Hyaluron (HA) is produced today by fermentation in cultures of equine streptococci. The fermented material is then stabilized via epoxidic cross-links of the glycosaminoglycan chains. As a result of this processing method, the HA material does not cause immunologic sensitization and virtually no risk of allergic reactions. Hyaluronan is a polysaccharide that is an essential component of the extracellular matrices in which all human tissues differentiate. In certain tissues, such as the vitreous cavity of the eye and synovial joint fluid, it is the major constituent. Unlike collagen, it is identical across all animal species and microbes. The largest amount of hyaluronan resides in skin, where it is present in both dermis and epidermis. Hyaluronan’s high capacity for holding water and high viscoelasticity give it some unique properties that are useful in various medical and pharmaceutical applications. Because it retains moisture, hyaluronan is used in some cosmetics to keep skin young and fresh-looking. As we age, the water-holding capacity of our skin decreases as hyaluronan depolymerizes. Therefore, the retention or insertion of hyaluronan into the skin is theoretically helpful in wrinkle reduction.

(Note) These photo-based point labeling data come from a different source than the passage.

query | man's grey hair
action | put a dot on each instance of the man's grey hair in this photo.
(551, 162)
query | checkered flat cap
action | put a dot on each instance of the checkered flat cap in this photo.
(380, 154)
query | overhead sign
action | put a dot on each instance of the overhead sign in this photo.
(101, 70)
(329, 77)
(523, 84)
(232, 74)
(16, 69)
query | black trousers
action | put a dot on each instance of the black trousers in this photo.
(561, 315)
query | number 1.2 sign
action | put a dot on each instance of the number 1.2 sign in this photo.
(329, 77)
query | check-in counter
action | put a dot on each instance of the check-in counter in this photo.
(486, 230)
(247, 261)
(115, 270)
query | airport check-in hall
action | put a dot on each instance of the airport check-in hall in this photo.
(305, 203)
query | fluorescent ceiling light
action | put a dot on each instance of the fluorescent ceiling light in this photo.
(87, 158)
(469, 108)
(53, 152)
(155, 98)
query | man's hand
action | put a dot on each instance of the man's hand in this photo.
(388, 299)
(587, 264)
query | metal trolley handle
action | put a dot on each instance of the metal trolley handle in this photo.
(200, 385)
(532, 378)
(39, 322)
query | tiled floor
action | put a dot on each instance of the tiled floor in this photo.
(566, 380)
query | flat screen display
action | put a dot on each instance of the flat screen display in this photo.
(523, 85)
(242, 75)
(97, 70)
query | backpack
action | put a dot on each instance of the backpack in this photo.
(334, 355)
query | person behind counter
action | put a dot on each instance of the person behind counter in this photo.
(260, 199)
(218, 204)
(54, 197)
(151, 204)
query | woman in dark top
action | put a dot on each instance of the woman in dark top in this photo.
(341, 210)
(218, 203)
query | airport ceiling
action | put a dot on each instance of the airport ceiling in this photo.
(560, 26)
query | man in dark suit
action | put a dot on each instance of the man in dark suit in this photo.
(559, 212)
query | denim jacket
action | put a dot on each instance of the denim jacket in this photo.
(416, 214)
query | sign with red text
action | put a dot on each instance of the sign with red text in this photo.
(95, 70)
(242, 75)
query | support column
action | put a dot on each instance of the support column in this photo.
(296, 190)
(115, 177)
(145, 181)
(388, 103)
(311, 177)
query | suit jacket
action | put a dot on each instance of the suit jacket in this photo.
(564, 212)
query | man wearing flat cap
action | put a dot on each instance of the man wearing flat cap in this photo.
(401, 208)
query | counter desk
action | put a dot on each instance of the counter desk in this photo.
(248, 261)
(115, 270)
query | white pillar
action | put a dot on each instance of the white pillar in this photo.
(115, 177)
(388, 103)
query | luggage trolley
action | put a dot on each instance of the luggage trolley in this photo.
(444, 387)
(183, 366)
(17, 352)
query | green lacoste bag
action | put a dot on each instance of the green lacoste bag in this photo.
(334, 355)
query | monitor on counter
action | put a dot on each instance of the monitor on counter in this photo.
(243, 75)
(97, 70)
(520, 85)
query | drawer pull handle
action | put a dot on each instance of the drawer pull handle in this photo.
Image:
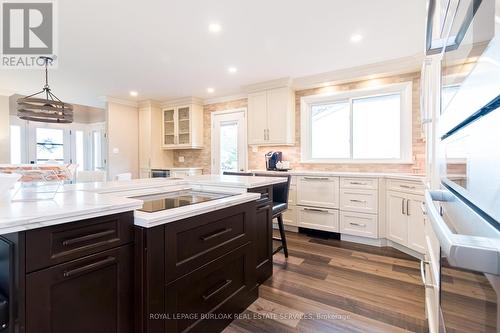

HA can be rather rapidly degraded and is ultimately metabolized in the liver. Modern processing methods have produced more stable forms of HA that have much longer in vivo retention times. As degradation occurs over time, water is attracted to the material at the site of implantation. As the HA concentration decreases, more water bonds to it thus helping with cosmetic persistence. This feature is what probably accounts for its longer volume retention effects than bovine collagen. (isovolemic degradation)

A variety of differing grades of transparent gels are available, based on the same type gel from highly concentrated (20mg/ml)stabilized HA, which varies in particle size and subsequent indication. Restylane has a particulate size of 100,000 gel particles/ml, flows through a 27 gauge needle, and is indicated for mid-dermal applications such as deeper wrinkle reduction, as well as lip augmentation, nasolabial folds, and glabellar creases. Restylane has even been successfully used in the treatment of tear trough deformities.14 Restylane Fine Lines has the highest concentration at 200,000 gel particles/ml, can be injected through a 30 gauge needle, and is indicated for thin superficial wrinkles. The lowest concentration gel is Perlane at 8,000 gel particles/ml which is injected through a 27 gauge needle and is intended for shaping facial contours, correcting deep folds, and for lip augmentation.15 Restylane was FDA-approved in December 2003, Perlane received its approval in 2007. There are numerous manufacturers of HA injectable fillers which, in addition to Restylane, includes Juvaderm.
The universal HA composition makes the need for pre-injection skin testing unnecessary as the risk for hypersensitivity reactions is minimal. It is easily injected and flows nicely through small-gauge needles. While not permanent, its persistence is reported to exceed bovine collagen with estimates of between 4 and 6 months post-injection

Rare side effects, that I have not yet seen, include injection site inflammation at an incidence of 0.02% and local hypersensitivity reactions (swelling, erythema, and induration) at an incidence of 0.02% lasting a mean of 15 days.

As of today in 2008, HA injectable soft tissue fillers are the gold standard by which all future injectable filler materials will be compared.